A Cohomological Perspective on Algebraic Quantum Field Theory

TL;DR

This paper explores algebraic quantum field theory through Hochschild cohomology, providing a new framework for understanding deformations and symmetries, which may reveal previously unrecognized symmetries and facilitate model construction.

Contribution

It introduces a cohomological perspective to AQFT, generalizing the framework and defining symmetries via Hochschild cohomology, independent of Lagrangian formulations.

Findings

Hochschild cohomology classes describe first-order deformations.

Computed cohomology classes for interaction terms.

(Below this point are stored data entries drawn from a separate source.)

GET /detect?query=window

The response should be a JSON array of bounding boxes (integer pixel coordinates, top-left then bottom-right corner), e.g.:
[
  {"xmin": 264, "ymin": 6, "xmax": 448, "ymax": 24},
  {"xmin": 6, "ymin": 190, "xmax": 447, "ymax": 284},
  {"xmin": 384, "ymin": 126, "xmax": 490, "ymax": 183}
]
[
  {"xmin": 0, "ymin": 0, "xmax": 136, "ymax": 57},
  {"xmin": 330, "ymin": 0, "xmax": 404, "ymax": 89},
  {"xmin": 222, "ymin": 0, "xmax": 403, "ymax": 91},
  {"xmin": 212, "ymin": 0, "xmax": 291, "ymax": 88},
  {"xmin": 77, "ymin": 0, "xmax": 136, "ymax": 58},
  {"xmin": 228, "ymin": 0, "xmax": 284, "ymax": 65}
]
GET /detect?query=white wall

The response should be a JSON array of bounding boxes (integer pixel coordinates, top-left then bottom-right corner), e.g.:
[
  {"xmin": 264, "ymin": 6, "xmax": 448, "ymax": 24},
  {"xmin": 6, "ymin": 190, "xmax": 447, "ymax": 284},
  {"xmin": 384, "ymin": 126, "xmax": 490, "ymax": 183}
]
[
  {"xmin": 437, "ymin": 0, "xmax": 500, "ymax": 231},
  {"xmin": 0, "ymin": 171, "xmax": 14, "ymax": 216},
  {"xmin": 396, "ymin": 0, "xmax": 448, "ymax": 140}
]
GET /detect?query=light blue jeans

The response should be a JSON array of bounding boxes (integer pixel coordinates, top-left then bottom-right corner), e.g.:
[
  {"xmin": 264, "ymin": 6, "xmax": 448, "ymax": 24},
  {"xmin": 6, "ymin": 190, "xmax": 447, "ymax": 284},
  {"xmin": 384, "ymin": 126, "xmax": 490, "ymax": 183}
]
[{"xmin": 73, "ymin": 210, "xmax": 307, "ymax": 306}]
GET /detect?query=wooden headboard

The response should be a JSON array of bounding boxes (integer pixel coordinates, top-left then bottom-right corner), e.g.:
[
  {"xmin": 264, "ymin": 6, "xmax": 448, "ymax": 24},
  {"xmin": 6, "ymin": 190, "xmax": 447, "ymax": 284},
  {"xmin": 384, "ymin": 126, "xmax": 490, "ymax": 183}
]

Provides a more concrete approach to perturbative AQFT.

Abstract

Algebraic quantum field theory is considered from the perspective of the Hochschild cohomology bicomplex. This is a framework for studying deformations and symmetries. Deformation is a possible approach to the fundamental challenge of constructing interacting QFT models. Symmetry is the primary tool for understanding the structure and properties of a QFT model. This perspective leads to a generalization of the algebraic quantum field theory framework, as well as a more general definition of symmetry. This means that some models may have symmetries that were not previously recognized or exploited. To first order, a deformation of a QFT model is described by a Hochschild cohomology class. A deformation could, for example, correspond to adding an interaction term to a Lagrangian. The cohomology class for such an interaction is computed here. However, the result is more general and does not require the undeformed model to be constructed from a Lagrangian. This computation leads to a more concrete version of the construction of perturbative algebraic quantum field theory.